A third glass recycling drop-off site soon will be up and running in Dubuque.
The new container will be at Hy-Vee, 2395 Northwest Arterial, through an agreement with Dubuque Metropolitan Area Solid Waste Agency.
Agency Administrator Ken Miller said the container’s exact location on the store’s property still is being discussed, but the information will soon be shared on the agency’s social media accounts. The goal is to open the site by early February.
“We based it on feedback from residents on areas they’d like to see glass recycling, and they expressed interest in the west end of town,” he said.
Hy-Vee Store Director Paul Hoppman said he believes the container will be located toward the front of the store, and people will be able to dump glass at any time.
“We work really hard on recycling here at the store and donating our pulled food products, making sure we’re composting, so this is just the next step,” he said. “And honestly, it’ll be good for us to have an outlet for our glass, too.”

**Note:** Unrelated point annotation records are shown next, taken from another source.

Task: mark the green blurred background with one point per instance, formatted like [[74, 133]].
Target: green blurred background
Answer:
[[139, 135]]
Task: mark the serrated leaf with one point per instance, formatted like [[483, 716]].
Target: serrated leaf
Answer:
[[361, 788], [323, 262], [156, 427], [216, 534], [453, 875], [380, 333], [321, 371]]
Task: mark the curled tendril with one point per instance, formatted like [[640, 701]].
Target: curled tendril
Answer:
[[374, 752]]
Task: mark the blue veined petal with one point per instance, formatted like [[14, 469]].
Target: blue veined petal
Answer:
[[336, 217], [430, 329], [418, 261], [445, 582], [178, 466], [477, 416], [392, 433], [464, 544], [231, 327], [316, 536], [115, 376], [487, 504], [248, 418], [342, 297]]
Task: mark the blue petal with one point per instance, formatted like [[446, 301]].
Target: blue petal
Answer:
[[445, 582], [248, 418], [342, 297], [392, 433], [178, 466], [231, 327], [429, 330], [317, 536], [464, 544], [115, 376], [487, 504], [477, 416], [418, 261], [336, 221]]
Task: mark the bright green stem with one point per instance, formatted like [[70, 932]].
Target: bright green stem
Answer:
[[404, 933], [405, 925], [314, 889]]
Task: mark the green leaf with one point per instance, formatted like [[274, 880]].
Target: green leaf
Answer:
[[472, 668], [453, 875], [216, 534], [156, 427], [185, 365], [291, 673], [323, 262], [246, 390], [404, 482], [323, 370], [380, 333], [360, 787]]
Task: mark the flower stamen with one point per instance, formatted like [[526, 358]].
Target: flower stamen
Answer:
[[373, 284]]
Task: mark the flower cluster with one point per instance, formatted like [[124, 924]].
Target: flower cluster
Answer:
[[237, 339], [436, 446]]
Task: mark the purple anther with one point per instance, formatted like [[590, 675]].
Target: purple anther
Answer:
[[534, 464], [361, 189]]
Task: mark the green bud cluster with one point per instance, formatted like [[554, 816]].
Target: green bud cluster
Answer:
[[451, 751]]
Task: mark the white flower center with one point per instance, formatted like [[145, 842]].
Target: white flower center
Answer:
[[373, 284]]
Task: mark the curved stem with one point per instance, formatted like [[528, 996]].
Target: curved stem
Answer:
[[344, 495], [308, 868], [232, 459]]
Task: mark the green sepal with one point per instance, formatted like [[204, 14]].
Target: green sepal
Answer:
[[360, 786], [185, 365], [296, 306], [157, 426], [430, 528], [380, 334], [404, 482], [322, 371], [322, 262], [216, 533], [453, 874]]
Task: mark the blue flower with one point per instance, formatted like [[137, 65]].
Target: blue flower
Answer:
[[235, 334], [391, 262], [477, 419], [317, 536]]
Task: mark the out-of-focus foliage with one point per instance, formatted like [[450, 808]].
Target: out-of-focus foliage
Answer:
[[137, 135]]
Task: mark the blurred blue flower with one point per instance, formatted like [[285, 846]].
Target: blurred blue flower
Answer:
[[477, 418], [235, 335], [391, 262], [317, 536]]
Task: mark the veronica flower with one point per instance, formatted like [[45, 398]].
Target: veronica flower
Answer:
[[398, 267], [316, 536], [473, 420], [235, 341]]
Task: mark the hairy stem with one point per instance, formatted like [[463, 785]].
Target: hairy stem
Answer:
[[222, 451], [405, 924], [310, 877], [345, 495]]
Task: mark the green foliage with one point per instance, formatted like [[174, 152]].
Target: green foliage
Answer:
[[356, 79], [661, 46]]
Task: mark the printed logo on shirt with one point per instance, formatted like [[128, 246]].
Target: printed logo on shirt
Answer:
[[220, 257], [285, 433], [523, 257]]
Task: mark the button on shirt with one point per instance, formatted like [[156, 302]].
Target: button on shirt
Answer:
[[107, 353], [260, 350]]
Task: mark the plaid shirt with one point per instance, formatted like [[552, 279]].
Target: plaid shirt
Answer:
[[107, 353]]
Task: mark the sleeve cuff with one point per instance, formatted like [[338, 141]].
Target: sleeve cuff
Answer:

The agency started two other glass recycling drop-off sites in April — one at the Dubuque landfill and one at the City of Dubuque’s Municipal Service Center, 925 Kerper Court. An $18,000 Iowa Department of Natural Resources grant covered the cost for all the containers.
Miller said Galena, Ill., and Bellevue, Iowa, also haul their recycled glass to the Dubuque landfill. Each of those communities has one recycling container located in town. The landfill has been receiving recycled glass from Galena since January 2020, and Bellevue just starting hauling its glass to Dubuque in December.
Miller said the landfill collected just more than 120 tons of glass last year from all of the sites hauling glass to the landfill, much more than the roughly 25 tons of glass initially estimated.
“It’s proven to be a pretty popular program,” Miller said.
Bev Wagner, agency education and communication coordinator, said staff members were happily surprised with the level of participation in the program. She added that there hasn’t been much contamination, or nonglass items, put in the containers, which could put a stop to the program if increased.
Glass has to be processed differently than other recyclables, Wagner said. There aren’t many nearby centers with this capability, which is why the City of Dubuque dropped the collection of glass recycling years ago.
The closest place that processes recycled glass is in Kansas City, which is where the landfill sends its haul, Wagner said. The glass then is turned into fiberglass insulation or made into new glass bottles.
“When the city dropped glass recycling, that was a blow to the core of recycling for many people,” she said. “The hardcore recyclers felt that glass was really important, and we think that’s why people jumped on it so quickly.”